Indeed, this merger will create the single biggest airline company in the world. Operating under the American Airlines name, it will join United Continental, Delta Airlines, and Southwest Airlines as carrier leaders capturing more than 80 percent of U.S. reservations and cargo bookings.
And beginning this month, American Airlines Cargo will provide shippers with GPS tracking and sensor monitoring devices as part of its partnership with OnAsset Intelligence, Inc.
“These devices can be added to domestic and international shipments to monitor temperature, pressure, and humidity, as well as to detect motion and vibration,” says Matt Maynard, American’s cargo media representative. “It is designed for shippers who are booking time-critical, high-value and temperature-sensitive cargo.”

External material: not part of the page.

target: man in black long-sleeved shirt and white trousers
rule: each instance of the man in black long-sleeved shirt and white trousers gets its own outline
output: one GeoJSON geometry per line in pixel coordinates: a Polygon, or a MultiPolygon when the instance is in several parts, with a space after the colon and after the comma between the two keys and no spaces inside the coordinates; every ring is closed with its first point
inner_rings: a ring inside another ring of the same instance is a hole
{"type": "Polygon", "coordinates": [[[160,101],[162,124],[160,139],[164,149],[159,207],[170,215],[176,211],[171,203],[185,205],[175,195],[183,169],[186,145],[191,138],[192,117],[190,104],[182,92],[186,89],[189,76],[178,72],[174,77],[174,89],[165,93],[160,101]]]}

Keeping shipper, forwarder, and carrier on the same page is OnAsset, an Irving, Texas-based provider of tracking solutions. The advanced technology directly maps into the immediate requirements of intricate supply chains involving multiple modes of transportation, and is the cornerstone of in-house models used by forwarders like Freight-Base.
According to the consulting firm Frost & Sullivan, OnAsset’s partnerships with mobile network operators (MNO) ensure that information is transferred efficiently, even in cases of multi-mode transportation. “Targeting this space and succeeding in it has allowed OnAsset to safeguard against any current competition,” says Rahul Vijayaraghavan, a research analyst at Frost & Sullivan. “The compelling benefits of its solution have enabled it to get more approvals for commercial aircrafts than any other company.”
The company’s domestic mobile network partners have helped to establish international rate plans with the necessary connectivity, thereby easing global adoption of this technology.
“Connectivity brings people to business, and delivers products to markets,” observes Tony Tyler, director general and CEO of the Geneva-based International Air Transport Association (IATA). “Within a few miles of the tarmac the most remote region can be connected to the global community. And that could mean access to vital sources of health care and emergency assistance; jobs selling products in global markets; or opportunities for education, exploring the world or creating business.”
Tyler says that air cargo carrier consolidation should not be regarded as a threat to shippers, or represents a reduction of choice. Indeed, he contends that with meaningful air cargo partnerships every flight brings with it enormous possibilities to make our world a better place and generate wealth—“both material and of the human spirit.”